Doug Rauch worked with Trader Joe’s Company for 31 years. He began as President of Trader Joe’s East, where he worked to establish the company in 17 states. After becoming Trader Joe’s national president, Rauch continued to help the company grow—under his purview, the company expanded to a total of 340 stores in 30 states.

Doug Rauch

IMG: via Conscious Capital

Today, Doug Rauch is a partner with Apta Capital, and is the CEO of Conscious Capitalism, “a movement dedicated to elevating humanity through business.” Rauch’s leadership within this organization comes as no surprise to those that followed his career at Trader Joe’s. According to the Conscious Capitalism website, Rauch “developed [Trader Joe’s] prized buying philosophy, created their unique private label food program, and wrote and executed the Business Plan for expanding Trader Joe’s nationally.”

Rauch’s latest venture is the opening of a store called the Daily Table, which will address the issues of food insecurity and food waste in America.

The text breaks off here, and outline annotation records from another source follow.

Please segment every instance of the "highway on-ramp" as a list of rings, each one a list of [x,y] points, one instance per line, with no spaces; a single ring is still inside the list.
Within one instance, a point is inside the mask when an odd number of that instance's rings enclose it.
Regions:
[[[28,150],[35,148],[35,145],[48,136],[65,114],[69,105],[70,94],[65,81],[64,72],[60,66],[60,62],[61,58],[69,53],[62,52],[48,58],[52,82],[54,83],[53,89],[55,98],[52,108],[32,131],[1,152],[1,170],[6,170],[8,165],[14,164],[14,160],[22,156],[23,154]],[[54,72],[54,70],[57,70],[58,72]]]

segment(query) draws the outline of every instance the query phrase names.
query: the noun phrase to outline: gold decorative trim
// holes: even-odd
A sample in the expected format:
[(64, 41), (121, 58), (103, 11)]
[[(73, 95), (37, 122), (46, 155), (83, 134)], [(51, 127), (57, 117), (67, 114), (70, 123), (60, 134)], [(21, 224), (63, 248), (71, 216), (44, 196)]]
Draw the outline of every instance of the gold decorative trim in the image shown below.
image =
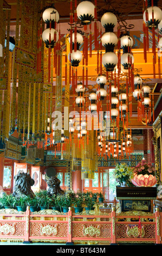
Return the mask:
[(14, 235), (15, 232), (15, 223), (0, 223), (0, 234), (1, 235)]
[(100, 225), (99, 225), (97, 227), (94, 227), (93, 225), (90, 225), (89, 227), (86, 227), (85, 225), (83, 225), (82, 234), (85, 236), (100, 236), (101, 235)]
[(54, 236), (56, 236), (57, 234), (57, 224), (55, 224), (54, 227), (50, 224), (47, 224), (43, 225), (42, 224), (41, 225), (40, 228), (40, 233), (41, 235), (43, 236), (50, 236), (53, 235)]
[(69, 216), (69, 220), (68, 220), (68, 233), (69, 233), (69, 235), (72, 234), (72, 216)]

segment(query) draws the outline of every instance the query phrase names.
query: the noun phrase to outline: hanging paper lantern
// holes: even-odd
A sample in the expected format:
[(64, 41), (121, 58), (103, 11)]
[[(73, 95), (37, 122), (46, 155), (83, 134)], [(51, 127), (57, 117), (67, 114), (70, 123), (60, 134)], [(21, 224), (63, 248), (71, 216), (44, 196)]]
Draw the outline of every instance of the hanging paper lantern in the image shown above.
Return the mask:
[(89, 1), (81, 0), (76, 8), (77, 15), (83, 25), (89, 25), (94, 17), (94, 5)]
[[(146, 13), (148, 12), (146, 16)], [(152, 13), (153, 12), (154, 20), (152, 20)], [(146, 19), (148, 16), (148, 20)], [(162, 11), (157, 6), (150, 7), (145, 10), (143, 15), (144, 21), (145, 23), (147, 24), (150, 29), (152, 29), (153, 26), (154, 26), (155, 29), (158, 28), (158, 25), (162, 20)]]
[(118, 37), (113, 32), (106, 32), (101, 38), (102, 45), (106, 48), (106, 52), (114, 51), (114, 47), (118, 44)]
[(105, 28), (105, 32), (113, 32), (115, 26), (117, 24), (117, 17), (113, 13), (107, 12), (102, 15), (101, 23)]
[(85, 99), (82, 96), (79, 96), (76, 98), (75, 102), (79, 107), (82, 107), (85, 102)]
[(135, 89), (138, 87), (140, 88), (140, 86), (142, 84), (142, 78), (139, 76), (139, 74), (135, 75), (134, 76), (134, 87)]
[(104, 86), (107, 83), (106, 77), (103, 75), (99, 76), (96, 79), (96, 83), (100, 86)]
[(148, 86), (144, 86), (142, 87), (142, 91), (144, 93), (144, 97), (145, 96), (148, 96), (150, 93), (150, 87)]
[(107, 95), (106, 90), (103, 88), (103, 86), (101, 86), (100, 89), (97, 90), (97, 95), (100, 95), (100, 100), (103, 100)]
[[(133, 40), (128, 35), (124, 35), (120, 39), (120, 45), (122, 49), (125, 50), (128, 47), (132, 47), (133, 45)], [(128, 52), (128, 51), (127, 51)]]
[(82, 54), (80, 51), (77, 50), (76, 52), (75, 52), (74, 50), (73, 50), (72, 53), (70, 53), (68, 56), (69, 60), (70, 57), (71, 58), (72, 66), (78, 66), (80, 62), (82, 60)]
[[(159, 24), (158, 24), (158, 29), (159, 29), (159, 32), (162, 33), (162, 20), (161, 20)], [(161, 38), (160, 38), (160, 39), (161, 39)]]
[(121, 56), (121, 64), (124, 69), (128, 69), (129, 67), (134, 63), (134, 57), (131, 53), (127, 52)]
[(117, 97), (112, 97), (111, 99), (112, 99), (112, 104), (116, 105), (118, 103), (119, 100), (118, 100), (118, 99)]
[(140, 99), (140, 95), (142, 93), (141, 90), (140, 89), (135, 89), (134, 91), (133, 92), (133, 97), (135, 99), (135, 100)]
[[(83, 38), (82, 35), (80, 33), (76, 33), (76, 48), (77, 50), (79, 50), (80, 46), (82, 44), (83, 42)], [(69, 41), (70, 44), (71, 38), (69, 38)], [(75, 44), (75, 33), (72, 34), (72, 44), (73, 44), (73, 50), (74, 49), (74, 44)]]
[(89, 107), (89, 109), (92, 112), (93, 111), (97, 111), (97, 105), (95, 103), (92, 103), (90, 104), (90, 106)]
[(148, 97), (144, 97), (144, 100), (143, 101), (143, 104), (144, 105), (145, 107), (148, 107), (150, 106), (150, 99)]
[(126, 112), (127, 107), (127, 106), (126, 104), (122, 104), (122, 105), (119, 105), (119, 108), (120, 111), (121, 111), (121, 109), (122, 109), (122, 112), (125, 113)]
[(112, 119), (116, 118), (118, 115), (118, 110), (116, 108), (111, 109), (111, 117)]
[(119, 99), (120, 100), (126, 101), (127, 99), (127, 96), (126, 93), (121, 93), (119, 94)]
[(85, 91), (85, 87), (83, 87), (82, 83), (80, 83), (77, 84), (77, 87), (75, 89), (75, 91), (79, 94), (83, 93)]
[(118, 92), (118, 88), (117, 87), (115, 87), (115, 86), (111, 86), (111, 92), (113, 93), (117, 93)]
[(47, 8), (42, 14), (42, 19), (44, 22), (47, 23), (47, 26), (48, 27), (49, 27), (49, 22), (50, 21), (52, 23), (55, 22), (58, 22), (59, 17), (59, 14), (57, 10), (52, 7)]
[(97, 99), (97, 95), (95, 93), (92, 92), (89, 94), (89, 99), (90, 100), (96, 100)]
[(106, 52), (102, 56), (102, 64), (107, 71), (113, 71), (118, 62), (118, 58), (114, 52)]
[(47, 28), (42, 33), (42, 40), (46, 44), (47, 48), (53, 48), (54, 44), (59, 40), (59, 36), (57, 31), (54, 28)]

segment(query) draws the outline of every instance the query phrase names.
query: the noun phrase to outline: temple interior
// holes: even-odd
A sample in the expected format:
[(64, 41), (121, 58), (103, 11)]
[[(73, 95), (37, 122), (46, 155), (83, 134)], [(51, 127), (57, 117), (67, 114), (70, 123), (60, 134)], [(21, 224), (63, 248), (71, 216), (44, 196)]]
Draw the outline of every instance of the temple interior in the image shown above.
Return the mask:
[(161, 0), (1, 0), (0, 22), (0, 245), (161, 245)]

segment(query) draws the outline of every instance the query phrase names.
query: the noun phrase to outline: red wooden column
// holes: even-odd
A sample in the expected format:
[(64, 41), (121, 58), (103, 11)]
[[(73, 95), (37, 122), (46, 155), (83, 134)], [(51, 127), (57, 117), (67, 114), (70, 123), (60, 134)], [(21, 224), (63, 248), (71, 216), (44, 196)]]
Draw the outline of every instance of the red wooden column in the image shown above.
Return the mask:
[(112, 242), (111, 245), (117, 245), (116, 243), (116, 223), (115, 223), (115, 218), (116, 218), (116, 212), (115, 212), (115, 207), (112, 207)]
[(26, 211), (26, 223), (25, 230), (25, 240), (23, 243), (30, 243), (31, 241), (29, 241), (30, 236), (30, 206), (27, 206)]
[(0, 154), (0, 192), (3, 188), (3, 169), (4, 164), (4, 153)]
[(72, 242), (72, 208), (69, 208), (68, 211), (68, 241), (66, 245), (74, 245)]
[(73, 190), (76, 192), (78, 190), (82, 191), (81, 171), (73, 172)]
[[(159, 208), (156, 208), (156, 244), (159, 245), (161, 243), (160, 240), (160, 224), (161, 227), (161, 220), (160, 220), (160, 212)], [(161, 222), (161, 223), (160, 223)]]

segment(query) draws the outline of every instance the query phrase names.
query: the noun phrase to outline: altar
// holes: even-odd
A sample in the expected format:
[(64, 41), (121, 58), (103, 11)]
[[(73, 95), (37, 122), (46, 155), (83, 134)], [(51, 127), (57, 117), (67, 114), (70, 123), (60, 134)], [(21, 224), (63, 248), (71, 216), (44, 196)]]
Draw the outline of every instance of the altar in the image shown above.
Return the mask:
[(153, 213), (153, 202), (156, 198), (156, 187), (116, 186), (116, 199), (121, 212), (140, 210)]

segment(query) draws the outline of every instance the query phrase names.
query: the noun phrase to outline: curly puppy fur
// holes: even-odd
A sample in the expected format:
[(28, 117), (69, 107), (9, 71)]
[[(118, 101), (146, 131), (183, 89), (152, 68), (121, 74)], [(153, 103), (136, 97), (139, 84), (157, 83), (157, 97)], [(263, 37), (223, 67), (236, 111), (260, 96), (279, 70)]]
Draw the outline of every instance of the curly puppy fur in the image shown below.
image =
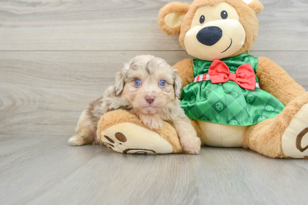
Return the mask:
[(170, 123), (177, 131), (183, 149), (197, 153), (200, 139), (179, 107), (181, 80), (178, 74), (161, 58), (150, 55), (135, 57), (116, 74), (115, 85), (83, 111), (77, 134), (69, 142), (75, 146), (98, 143), (96, 131), (101, 116), (121, 109), (136, 115), (151, 129), (162, 128), (164, 121)]

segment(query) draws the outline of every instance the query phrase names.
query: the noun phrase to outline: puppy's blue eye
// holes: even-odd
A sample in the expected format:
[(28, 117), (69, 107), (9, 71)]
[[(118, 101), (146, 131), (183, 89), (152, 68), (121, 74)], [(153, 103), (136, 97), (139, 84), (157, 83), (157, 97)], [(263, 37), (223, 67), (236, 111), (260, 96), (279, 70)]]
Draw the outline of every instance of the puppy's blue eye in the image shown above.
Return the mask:
[(163, 80), (162, 80), (159, 81), (159, 84), (161, 86), (165, 86), (165, 85), (166, 85), (166, 81)]
[(141, 81), (140, 80), (136, 80), (135, 81), (135, 84), (137, 86), (139, 86), (141, 84)]

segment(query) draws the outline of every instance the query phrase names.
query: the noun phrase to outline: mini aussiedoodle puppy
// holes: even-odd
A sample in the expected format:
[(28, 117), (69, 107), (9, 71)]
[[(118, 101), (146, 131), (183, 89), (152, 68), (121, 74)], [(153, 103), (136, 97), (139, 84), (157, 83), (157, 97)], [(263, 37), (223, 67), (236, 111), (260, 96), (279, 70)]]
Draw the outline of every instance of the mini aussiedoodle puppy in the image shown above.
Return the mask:
[(183, 149), (198, 153), (200, 139), (179, 106), (181, 81), (177, 70), (161, 58), (143, 55), (125, 63), (116, 75), (115, 85), (82, 112), (77, 134), (69, 140), (71, 145), (98, 143), (96, 132), (101, 116), (122, 109), (135, 114), (151, 129), (162, 128), (163, 121), (169, 122), (177, 131)]

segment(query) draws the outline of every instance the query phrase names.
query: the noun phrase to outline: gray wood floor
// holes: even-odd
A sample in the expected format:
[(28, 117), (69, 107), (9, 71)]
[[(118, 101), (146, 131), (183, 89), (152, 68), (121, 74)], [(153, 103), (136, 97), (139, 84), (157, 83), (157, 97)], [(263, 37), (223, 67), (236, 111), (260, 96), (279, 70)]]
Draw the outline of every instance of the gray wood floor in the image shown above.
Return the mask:
[[(123, 62), (189, 57), (157, 25), (171, 1), (0, 1), (0, 204), (307, 204), (306, 160), (239, 148), (146, 156), (69, 146), (81, 112)], [(261, 1), (250, 53), (308, 89), (308, 1)]]

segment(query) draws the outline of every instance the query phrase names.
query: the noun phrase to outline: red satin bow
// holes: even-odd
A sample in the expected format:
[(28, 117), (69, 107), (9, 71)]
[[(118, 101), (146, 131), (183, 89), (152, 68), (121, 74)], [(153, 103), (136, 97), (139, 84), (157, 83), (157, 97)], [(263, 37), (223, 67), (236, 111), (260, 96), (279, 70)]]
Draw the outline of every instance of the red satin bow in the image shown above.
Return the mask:
[(242, 65), (235, 73), (230, 73), (228, 66), (223, 62), (215, 59), (209, 68), (209, 74), (212, 83), (225, 83), (234, 81), (239, 86), (249, 90), (253, 90), (256, 86), (256, 76), (250, 63)]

The store will open in Dorchester, Massachusetts, and will sell prepared food items made only from recently expired produce. About 40% of food in the U.S. is thrown out because of a passed sell-by date, despite the fact that, most of the time, the food is still perfectly good. The Daily Table will “bring affordable nutrition to the underserved in our cities.”

Rauch explained in an NPR interview, “It basically tries to utilize this 40 percent of this food that is wasted. That is, to a large degree, either excess, overstocked, wholesome food that’s thrown out by grocers, etc… at the end of the day because of the sell-by dates. Or [it’s from] growers that have product that’s nutritionally sound, perfectly good, but cosmetically blemished or not quite up for prime time. [So we] bring this food down into a retail environment where it can become affordable nutrition.”

There is an estimated 160 billion pounds of food wasted in the United States alone each year, much of it thrown out because consumers are confused by sell by, best before, and use by labels and are afraid of getting sick. Using the good old-fashioned method of checking food to see if it’s bad rather than relying on a blanket label would save a lot of food, and feed a lot of people.